Foto: Yan Inácio/CORREIO
A novela da nova Rodoviária de Salvador ganhou mais um capítulo. O governador Jerônimo Rodrigues (PT) voltou a falar sobre a inauguração do terminal em Águas Claras e, mais uma vez, empurrou a data para frente. Segundo ele, a previsão agora é que o equipamento seja entregue em janeiro de 2026 — três anos além do prazo inicial.
A obra começou em 2021, com promessa de conclusão em dois anos, mas sofreu uma série de atrasos ao longo da gestão estadual. No início de 2025, o Conselho de Administração do Consórcio Terminal Rodoviário de Salvador chegou a anunciar a inauguração para 7 de outubro, o que novamente não se confirmou.
Governador evita divulgar data exata
Em entrevista à rádio Itapoan FM nesta segunda-feira (17), Jerônimo afirmou:
“Nós estamos bem próximos. Com certeza, até o início do ano teremos a entrega da nova Rodoviária, estamos na data final.”
Apesar disso, o governador evitou assumir um compromisso objetivo, alegando aguardar parecer da equipe técnica:
“Não quero dar uma data porque ainda estou aguardando a fiscalização da obra. Mas espero que no primeiro mês de 2026 eu possa entregar a Rodoviária.”

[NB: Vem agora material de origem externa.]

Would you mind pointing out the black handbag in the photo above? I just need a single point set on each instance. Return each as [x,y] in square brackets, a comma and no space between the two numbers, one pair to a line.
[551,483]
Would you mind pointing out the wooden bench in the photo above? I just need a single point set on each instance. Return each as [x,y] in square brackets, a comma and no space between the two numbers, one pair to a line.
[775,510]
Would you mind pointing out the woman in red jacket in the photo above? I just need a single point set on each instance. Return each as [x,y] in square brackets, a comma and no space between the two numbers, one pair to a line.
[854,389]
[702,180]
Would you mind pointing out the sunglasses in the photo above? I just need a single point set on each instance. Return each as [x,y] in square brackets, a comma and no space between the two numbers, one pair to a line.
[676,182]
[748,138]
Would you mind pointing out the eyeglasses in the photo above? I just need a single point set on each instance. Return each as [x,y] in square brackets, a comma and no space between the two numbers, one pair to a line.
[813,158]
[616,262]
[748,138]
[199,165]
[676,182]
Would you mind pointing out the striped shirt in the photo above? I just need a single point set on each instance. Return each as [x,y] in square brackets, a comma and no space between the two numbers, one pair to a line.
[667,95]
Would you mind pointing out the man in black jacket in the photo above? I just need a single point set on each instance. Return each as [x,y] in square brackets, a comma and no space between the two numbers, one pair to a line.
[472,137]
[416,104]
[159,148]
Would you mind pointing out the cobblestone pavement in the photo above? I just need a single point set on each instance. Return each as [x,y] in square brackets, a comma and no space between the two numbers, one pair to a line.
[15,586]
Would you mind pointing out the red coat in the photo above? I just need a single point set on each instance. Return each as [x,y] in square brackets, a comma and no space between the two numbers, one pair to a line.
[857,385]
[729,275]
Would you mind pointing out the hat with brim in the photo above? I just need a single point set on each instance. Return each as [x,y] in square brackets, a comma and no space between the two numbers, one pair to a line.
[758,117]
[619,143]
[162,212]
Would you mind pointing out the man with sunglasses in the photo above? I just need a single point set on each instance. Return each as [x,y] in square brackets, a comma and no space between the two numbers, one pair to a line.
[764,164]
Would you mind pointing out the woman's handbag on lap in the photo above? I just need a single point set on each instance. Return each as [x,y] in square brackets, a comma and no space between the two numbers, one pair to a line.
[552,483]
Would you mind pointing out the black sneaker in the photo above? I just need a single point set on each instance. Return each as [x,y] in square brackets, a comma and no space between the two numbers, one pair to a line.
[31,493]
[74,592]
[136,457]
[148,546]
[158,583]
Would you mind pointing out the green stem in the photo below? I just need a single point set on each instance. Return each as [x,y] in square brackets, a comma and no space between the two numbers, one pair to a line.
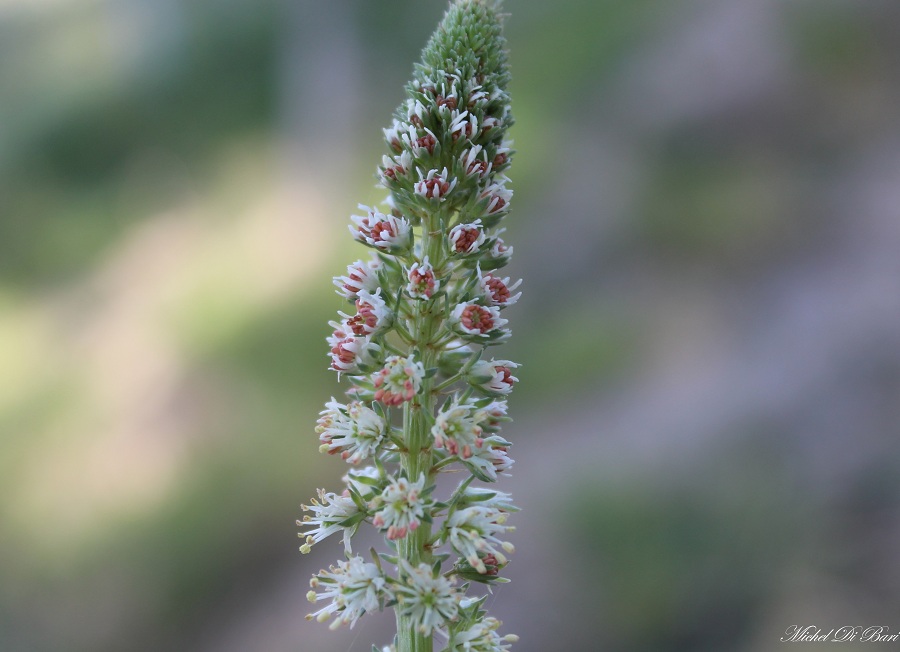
[417,417]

O discurso cauteloso reforça o desgaste político causado pela demora — especialmente porque o projeto foi vendido pelo governo petista como símbolo de modernização da infraestrutura baiana.
Estrutura grandiosa, entrega lenta
Localizada às margens da BR-324, no bairro de Águas Claras, a nova Rodoviária terá:
- mais de 41 mil m² de área construída;
- estacionamento para 800 veículos;
- 230 pontos comerciais;
- praça de alimentação;
- clínicas e farmácias;
- unidade do SAC.
O investimento inicial foi de R$ 200 milhões, contratado em 2019, ainda no governo Rui Costa (PT). Com os atrasos sucessivos, a obra se tornou símbolo de lentidão e má execução administrativa — crítica frequente à gestão petista na Bahia.